Essa incrível capacidade desagregadora da oratória de Chávez muitas vezes tem o seu lado positivo. É mérito dele a discussão em torno do impacto do etanol nos alimentos (fale dos bóias-frias!). E foi ele quem provocou a retratação de Bento 16 pelas declarações revisionistas sobre as relações entre a sua igreja e os índios.

O caso da RCTV, por outro lado, evidenciou que ele não sabe ficar na berlinda. Após um ato autoritário, e incapaz de sustentar argumentos sólidos, Chávez mandou "al carajo" os seus críticos, que não foram poucos e estão longe de ser homogêneos: incluem, entre outros, União Européia, Repórteres Sem Fronteiras, Espanha, EUA e o Senado brasileiro, cujo requerimento errou o nome da Venezuela.

A inédita reação contra a decisão de não renovar a concessão da RCTV deixou claro que boa parte da comunidade internacional cobrará de Chávez um preço bastante caro. Por outro lado, a reação destemperada mostrou ao mundo que ele está disposto a pagá-lo.

Se ficará cada vez mais difícil conviver com Chávez no cenário internacional, para a oposição venezuelana beira o insuportável.

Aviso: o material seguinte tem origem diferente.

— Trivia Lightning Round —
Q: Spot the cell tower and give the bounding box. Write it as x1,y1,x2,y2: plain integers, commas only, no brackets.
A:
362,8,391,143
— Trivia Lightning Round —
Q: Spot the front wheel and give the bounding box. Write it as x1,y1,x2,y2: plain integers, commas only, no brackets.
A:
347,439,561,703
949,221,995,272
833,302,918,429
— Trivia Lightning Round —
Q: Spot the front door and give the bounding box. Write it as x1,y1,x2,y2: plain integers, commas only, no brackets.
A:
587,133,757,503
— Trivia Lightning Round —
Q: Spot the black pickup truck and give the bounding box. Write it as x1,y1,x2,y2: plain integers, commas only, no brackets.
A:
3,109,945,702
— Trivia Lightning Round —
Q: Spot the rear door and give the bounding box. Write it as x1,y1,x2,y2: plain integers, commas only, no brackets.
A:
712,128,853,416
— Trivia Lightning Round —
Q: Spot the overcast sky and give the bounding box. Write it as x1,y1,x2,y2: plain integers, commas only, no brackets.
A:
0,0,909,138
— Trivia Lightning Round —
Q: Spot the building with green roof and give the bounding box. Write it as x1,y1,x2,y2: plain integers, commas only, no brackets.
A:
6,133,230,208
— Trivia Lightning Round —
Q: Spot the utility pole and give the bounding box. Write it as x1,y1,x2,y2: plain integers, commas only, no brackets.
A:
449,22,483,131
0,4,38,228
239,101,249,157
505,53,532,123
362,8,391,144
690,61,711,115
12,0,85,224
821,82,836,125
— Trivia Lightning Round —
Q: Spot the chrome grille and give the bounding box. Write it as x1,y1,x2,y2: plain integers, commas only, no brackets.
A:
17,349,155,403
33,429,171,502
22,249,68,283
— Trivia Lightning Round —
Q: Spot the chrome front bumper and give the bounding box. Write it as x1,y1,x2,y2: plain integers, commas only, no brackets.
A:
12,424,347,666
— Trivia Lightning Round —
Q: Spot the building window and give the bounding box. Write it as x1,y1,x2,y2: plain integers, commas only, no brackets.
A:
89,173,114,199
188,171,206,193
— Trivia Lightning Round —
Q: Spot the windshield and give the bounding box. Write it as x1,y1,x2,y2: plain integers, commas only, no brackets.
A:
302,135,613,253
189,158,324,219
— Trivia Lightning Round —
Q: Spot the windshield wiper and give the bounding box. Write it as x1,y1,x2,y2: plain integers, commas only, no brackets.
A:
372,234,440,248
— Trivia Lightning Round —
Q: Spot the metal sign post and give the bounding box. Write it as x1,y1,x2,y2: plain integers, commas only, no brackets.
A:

Acusada diariamente de golpista, perde até o espaço das ruas, caso dos estudantes impedidos pela polícia de marchar na sexta-feira.

Enquanto a caravana passa, a cartilha pragmática de Lula reza que, para se intrometer nos "assuntos internos", só quando se trata de ajudar Chávez, como foi a visita em novembro, a poucos dias da eleição presidencial venezuelana.

Já é anacrônico cobrar coerência da classe política brasileira. Mas não deixa de ser notável que Lula se esquive do que ocorre na Venezuela depois de ter usado tanto apoio internacional na época pré-poder, enquanto o repúdio mais forte à medida contra a RCTV venha do senador Sarney, que, no seu Maranhão, dispõe da hegemonia midiática que Chávez ainda busca.

Há fortes motivos para Lula agir assim. Empresas brasileiras, lideradas pela Odebrecht, doadora de sua campanha, lucram cada vez mais com os petrodólares de Chávez - o Brasil já é o segundo parceiro comercial, atrás dos EUA. São esses os interesses que se busca preservar, nem que para isso seja necessário sacrificar temas caros como a liberdade de expressão.

Talvez os pobres esquimós, tiritando de frio, tenham algo a ensinar à diplomacia brasileira.